Consumerist reader Rebecca recently had an unsettling experience with a pair of maternity pajamas she bought from Motherwear: a ribbon at the front detached and ended up lodged in her newborn’s mouth as he was nursing. Rebecca was able to retrieve the ribbon and her son was thankfully unharmed. Rebecca wrote to Motherwear to let them know about the potential choking hazard that these pajamas present. But the apathetic responses she received from Motherwear customer service are sadly lacking, given that we’re talking about the possibility of infant death.
Last summer, I bought a pair of pajamas from you. They adjust at the front with two ribbons.
With the warm weather here, I just pulled out those pajamas for the first time in several months. I was nursing my 9-month-old in bed, and he stopped nursing (which he often does at this age—stops and starts). But for some reason, he wouldn’t start again—he seemed to have something in his mouth, and he seemed unhappy about it.
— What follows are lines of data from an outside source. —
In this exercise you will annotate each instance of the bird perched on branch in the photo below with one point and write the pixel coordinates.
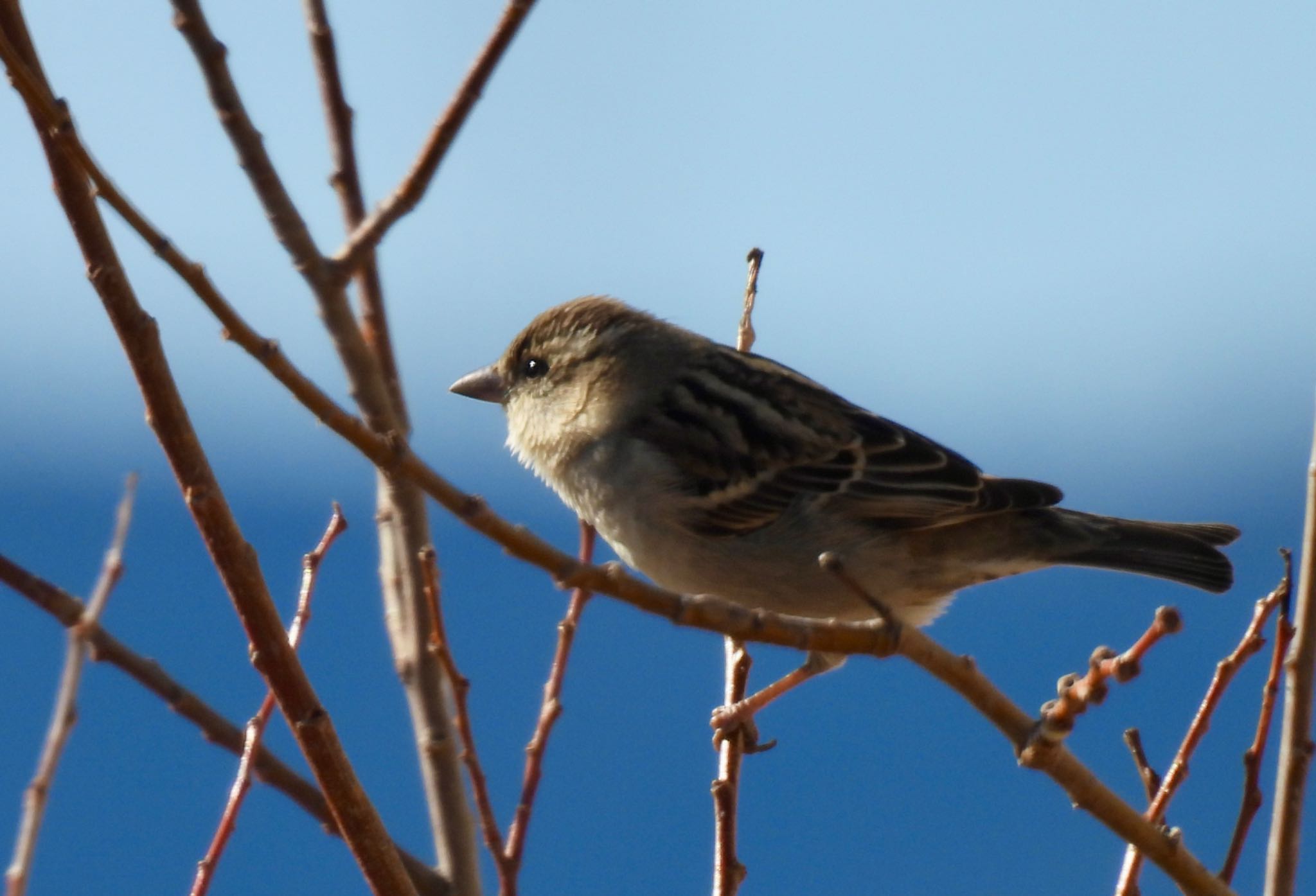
(718, 471)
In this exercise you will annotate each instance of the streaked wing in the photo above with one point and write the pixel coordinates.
(757, 440)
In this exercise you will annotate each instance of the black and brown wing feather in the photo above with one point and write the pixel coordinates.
(758, 439)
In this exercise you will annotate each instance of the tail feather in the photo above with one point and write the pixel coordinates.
(1181, 552)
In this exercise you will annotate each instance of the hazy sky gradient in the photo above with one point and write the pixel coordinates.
(1073, 242)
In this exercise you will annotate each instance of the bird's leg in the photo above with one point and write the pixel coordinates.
(729, 717)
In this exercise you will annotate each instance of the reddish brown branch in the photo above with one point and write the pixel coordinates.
(1252, 796)
(418, 179)
(441, 647)
(551, 708)
(256, 728)
(213, 726)
(66, 700)
(1148, 775)
(1178, 771)
(1074, 694)
(728, 870)
(346, 182)
(400, 512)
(1295, 733)
(232, 556)
(723, 617)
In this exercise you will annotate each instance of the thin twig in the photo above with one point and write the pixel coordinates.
(213, 726)
(400, 511)
(1250, 644)
(728, 870)
(66, 700)
(1252, 796)
(1295, 733)
(728, 619)
(551, 708)
(441, 647)
(745, 333)
(256, 728)
(418, 179)
(1146, 774)
(233, 558)
(346, 182)
(1074, 694)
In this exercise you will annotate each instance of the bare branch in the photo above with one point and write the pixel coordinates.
(1178, 771)
(728, 870)
(1076, 694)
(1295, 733)
(213, 726)
(400, 511)
(745, 335)
(441, 647)
(232, 556)
(1149, 777)
(551, 708)
(256, 728)
(1252, 796)
(346, 182)
(414, 186)
(66, 700)
(732, 620)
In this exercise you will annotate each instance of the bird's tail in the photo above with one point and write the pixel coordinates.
(1181, 552)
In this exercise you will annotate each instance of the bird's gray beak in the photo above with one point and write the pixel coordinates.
(485, 385)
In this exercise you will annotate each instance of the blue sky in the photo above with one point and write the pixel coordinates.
(1073, 242)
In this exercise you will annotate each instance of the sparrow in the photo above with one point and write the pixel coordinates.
(724, 473)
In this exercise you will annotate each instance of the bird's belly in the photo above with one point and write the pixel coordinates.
(777, 572)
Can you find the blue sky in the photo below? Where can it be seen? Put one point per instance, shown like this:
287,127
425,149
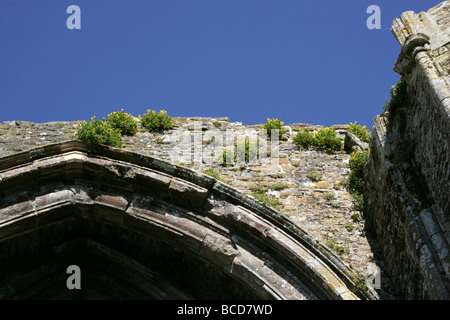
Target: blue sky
300,61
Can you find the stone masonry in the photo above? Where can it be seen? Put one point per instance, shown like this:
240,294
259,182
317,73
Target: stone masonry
324,208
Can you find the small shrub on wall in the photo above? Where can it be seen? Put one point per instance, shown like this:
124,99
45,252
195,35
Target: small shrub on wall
324,139
274,124
99,132
156,122
126,123
360,131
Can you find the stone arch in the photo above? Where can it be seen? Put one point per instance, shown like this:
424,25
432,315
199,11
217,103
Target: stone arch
139,227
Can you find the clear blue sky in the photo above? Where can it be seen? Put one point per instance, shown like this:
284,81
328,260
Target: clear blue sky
300,61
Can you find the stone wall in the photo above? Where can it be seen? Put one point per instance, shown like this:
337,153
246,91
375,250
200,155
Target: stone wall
408,169
323,208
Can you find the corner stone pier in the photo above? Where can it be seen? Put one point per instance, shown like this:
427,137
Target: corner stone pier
408,172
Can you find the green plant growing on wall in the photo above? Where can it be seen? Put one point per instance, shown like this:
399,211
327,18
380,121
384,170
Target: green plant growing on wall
213,173
279,186
304,139
156,122
324,139
356,177
274,124
360,131
314,177
126,123
97,132
338,248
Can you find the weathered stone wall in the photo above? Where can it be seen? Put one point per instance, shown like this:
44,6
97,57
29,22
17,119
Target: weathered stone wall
324,208
408,170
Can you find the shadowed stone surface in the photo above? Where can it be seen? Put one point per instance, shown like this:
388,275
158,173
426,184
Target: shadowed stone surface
122,218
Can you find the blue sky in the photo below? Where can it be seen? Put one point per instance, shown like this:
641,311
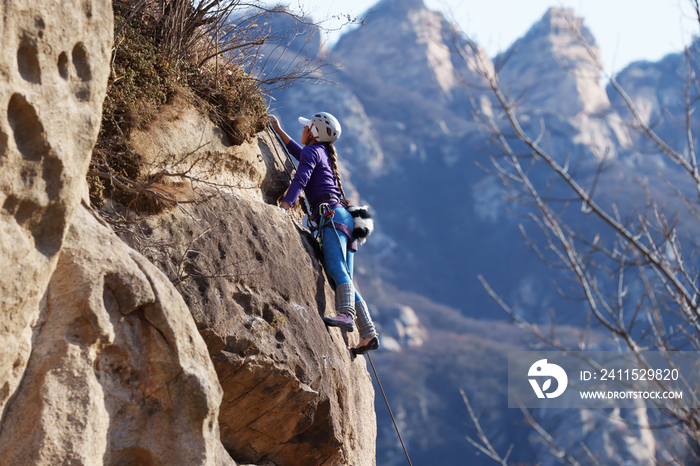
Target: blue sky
626,30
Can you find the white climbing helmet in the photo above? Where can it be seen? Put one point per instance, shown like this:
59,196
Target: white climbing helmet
326,126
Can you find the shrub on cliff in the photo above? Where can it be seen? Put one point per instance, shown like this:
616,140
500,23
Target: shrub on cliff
163,48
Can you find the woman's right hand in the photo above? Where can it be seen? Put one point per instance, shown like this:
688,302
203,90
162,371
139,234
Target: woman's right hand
274,122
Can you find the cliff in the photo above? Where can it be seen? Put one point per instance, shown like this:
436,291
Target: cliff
201,344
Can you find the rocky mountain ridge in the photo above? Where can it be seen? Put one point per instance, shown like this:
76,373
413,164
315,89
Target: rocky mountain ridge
442,220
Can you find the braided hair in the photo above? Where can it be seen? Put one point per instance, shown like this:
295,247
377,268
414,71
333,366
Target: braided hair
333,156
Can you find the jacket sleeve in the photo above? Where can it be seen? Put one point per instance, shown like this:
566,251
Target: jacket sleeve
307,161
294,148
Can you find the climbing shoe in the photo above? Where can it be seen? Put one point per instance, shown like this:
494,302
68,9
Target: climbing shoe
371,345
344,321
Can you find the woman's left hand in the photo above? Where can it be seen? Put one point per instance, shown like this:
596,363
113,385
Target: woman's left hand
274,122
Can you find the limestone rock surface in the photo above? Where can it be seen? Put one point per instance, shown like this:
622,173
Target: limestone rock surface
54,65
118,373
293,393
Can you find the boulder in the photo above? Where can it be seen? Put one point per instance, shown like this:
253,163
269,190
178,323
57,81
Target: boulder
118,373
53,76
293,393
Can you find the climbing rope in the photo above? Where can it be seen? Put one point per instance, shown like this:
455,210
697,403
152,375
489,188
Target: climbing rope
379,382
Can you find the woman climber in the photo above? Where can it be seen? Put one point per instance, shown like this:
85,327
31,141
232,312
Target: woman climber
319,177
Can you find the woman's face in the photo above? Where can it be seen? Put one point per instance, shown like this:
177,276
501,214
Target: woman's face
306,136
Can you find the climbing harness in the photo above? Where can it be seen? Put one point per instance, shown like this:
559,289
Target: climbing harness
376,376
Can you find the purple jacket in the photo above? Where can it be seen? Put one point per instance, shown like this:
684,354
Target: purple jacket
314,175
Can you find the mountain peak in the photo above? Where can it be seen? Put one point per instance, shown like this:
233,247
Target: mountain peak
397,6
558,22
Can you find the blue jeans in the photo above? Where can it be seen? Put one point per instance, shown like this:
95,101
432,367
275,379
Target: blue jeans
338,260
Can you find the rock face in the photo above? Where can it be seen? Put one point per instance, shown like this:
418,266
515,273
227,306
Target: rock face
292,392
118,373
101,361
53,75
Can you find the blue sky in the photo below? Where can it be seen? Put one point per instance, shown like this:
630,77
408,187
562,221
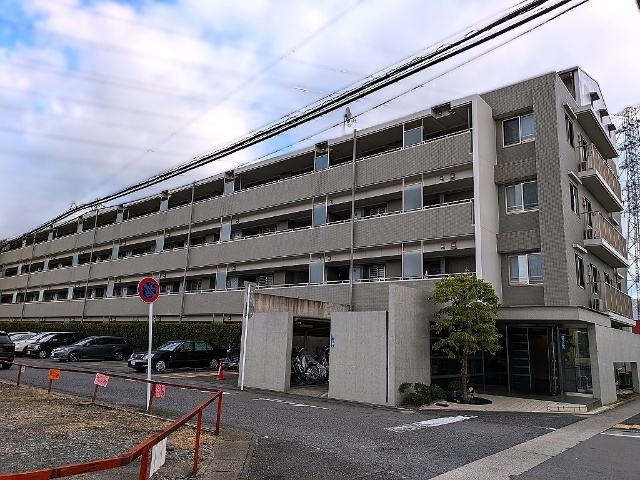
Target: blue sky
99,94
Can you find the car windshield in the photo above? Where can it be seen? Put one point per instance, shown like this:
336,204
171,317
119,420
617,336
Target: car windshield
21,336
43,337
170,346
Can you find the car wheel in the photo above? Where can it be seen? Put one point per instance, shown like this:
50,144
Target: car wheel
160,366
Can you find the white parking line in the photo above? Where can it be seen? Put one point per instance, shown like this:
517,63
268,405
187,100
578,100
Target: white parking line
286,402
436,422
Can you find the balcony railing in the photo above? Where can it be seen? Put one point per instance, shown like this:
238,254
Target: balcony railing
607,298
599,178
603,239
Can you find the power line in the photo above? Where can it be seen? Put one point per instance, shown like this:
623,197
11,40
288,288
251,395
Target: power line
520,16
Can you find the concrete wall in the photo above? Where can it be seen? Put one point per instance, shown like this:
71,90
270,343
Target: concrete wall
485,195
409,335
268,359
608,345
358,358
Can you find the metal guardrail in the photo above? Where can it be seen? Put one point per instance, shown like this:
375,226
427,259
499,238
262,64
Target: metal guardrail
142,449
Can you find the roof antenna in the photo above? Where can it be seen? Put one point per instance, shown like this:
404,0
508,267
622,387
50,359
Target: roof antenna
348,119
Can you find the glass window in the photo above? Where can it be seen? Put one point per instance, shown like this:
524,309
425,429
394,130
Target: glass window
412,264
527,129
575,204
517,130
511,130
221,279
413,136
522,197
229,185
225,231
319,213
412,197
316,271
569,128
525,269
321,162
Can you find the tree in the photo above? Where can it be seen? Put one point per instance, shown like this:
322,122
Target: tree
468,319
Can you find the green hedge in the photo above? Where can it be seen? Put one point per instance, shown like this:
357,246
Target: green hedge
222,335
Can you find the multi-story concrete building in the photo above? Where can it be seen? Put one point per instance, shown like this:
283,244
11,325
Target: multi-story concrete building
518,185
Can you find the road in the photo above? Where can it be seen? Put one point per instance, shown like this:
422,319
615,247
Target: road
315,438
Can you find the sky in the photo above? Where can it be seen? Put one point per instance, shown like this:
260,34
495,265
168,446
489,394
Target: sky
96,95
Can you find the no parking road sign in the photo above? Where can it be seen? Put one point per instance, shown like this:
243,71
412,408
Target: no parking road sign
148,290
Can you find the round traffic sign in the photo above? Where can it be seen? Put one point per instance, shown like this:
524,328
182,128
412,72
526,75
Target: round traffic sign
148,289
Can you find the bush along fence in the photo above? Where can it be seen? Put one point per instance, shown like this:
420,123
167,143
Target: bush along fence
222,335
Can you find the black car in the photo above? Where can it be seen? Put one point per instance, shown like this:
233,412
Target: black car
7,350
43,347
179,353
112,348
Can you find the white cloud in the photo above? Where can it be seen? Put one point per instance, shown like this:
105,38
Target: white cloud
208,73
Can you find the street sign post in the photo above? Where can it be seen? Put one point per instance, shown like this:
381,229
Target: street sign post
149,291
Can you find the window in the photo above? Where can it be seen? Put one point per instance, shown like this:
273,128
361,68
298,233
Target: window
319,213
321,162
412,264
580,271
221,279
412,199
575,204
225,231
569,128
522,197
412,137
525,269
376,272
517,130
316,271
266,280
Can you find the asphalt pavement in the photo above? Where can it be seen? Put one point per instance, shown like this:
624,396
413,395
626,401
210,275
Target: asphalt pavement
316,438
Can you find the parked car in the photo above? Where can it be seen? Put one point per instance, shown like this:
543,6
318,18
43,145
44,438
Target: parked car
112,348
7,350
15,336
21,345
179,353
43,347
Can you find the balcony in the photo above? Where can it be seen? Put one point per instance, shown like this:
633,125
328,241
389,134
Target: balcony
603,240
617,304
599,178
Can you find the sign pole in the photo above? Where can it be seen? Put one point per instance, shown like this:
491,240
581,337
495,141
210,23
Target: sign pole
149,354
244,334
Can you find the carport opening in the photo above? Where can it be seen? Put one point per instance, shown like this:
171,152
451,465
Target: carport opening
310,354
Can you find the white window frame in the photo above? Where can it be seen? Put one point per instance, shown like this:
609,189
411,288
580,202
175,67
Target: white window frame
526,276
580,277
574,198
520,139
522,206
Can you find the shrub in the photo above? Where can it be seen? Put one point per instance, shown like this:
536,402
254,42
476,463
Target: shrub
222,335
419,394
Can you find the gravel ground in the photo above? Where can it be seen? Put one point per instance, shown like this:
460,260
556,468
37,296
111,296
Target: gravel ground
40,430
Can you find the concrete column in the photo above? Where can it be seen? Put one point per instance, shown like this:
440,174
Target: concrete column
635,376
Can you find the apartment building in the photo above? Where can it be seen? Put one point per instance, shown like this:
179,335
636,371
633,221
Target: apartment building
518,185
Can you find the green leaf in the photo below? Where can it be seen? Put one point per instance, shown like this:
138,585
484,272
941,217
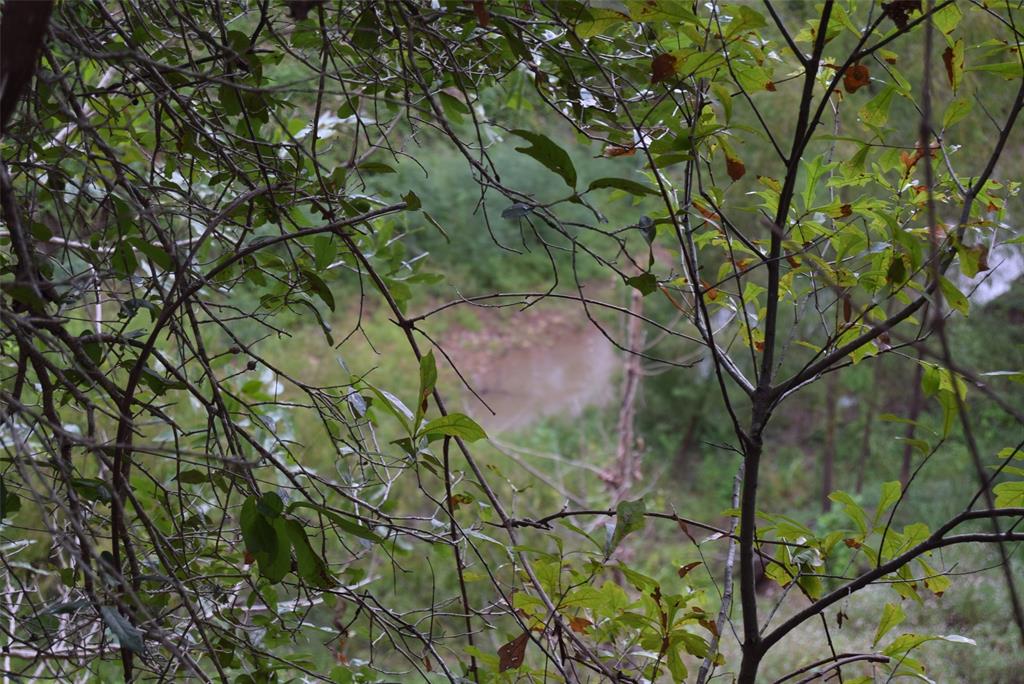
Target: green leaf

I popped his mouth open and was shocked to see that one of the two ribbons was detached from the pajamas and inside his mouth completely.
I wanted to let you know about this, in case you want to warn other customers, as it’s clearly hazardous. If I had nodded off next to him in bed, thinking he was actually done nursing, I’m not sure what could have happened with that length of ribbon in his mouth.
Thank you for contacting Motherwear. We’re sorry you had a problem with these pajamas. We are happy that your child was not harmed by the ribbon. We will pass your email to our merchandising department as well as the company CEO. Please don’t hesitate to contact us if we can be of further assistance.
Unconvinced, Rebecca wrote back again, this time a little more firmly, but again received a stock, three-line response.
Does anyone have the info Rebecca needs to fire off an EECB?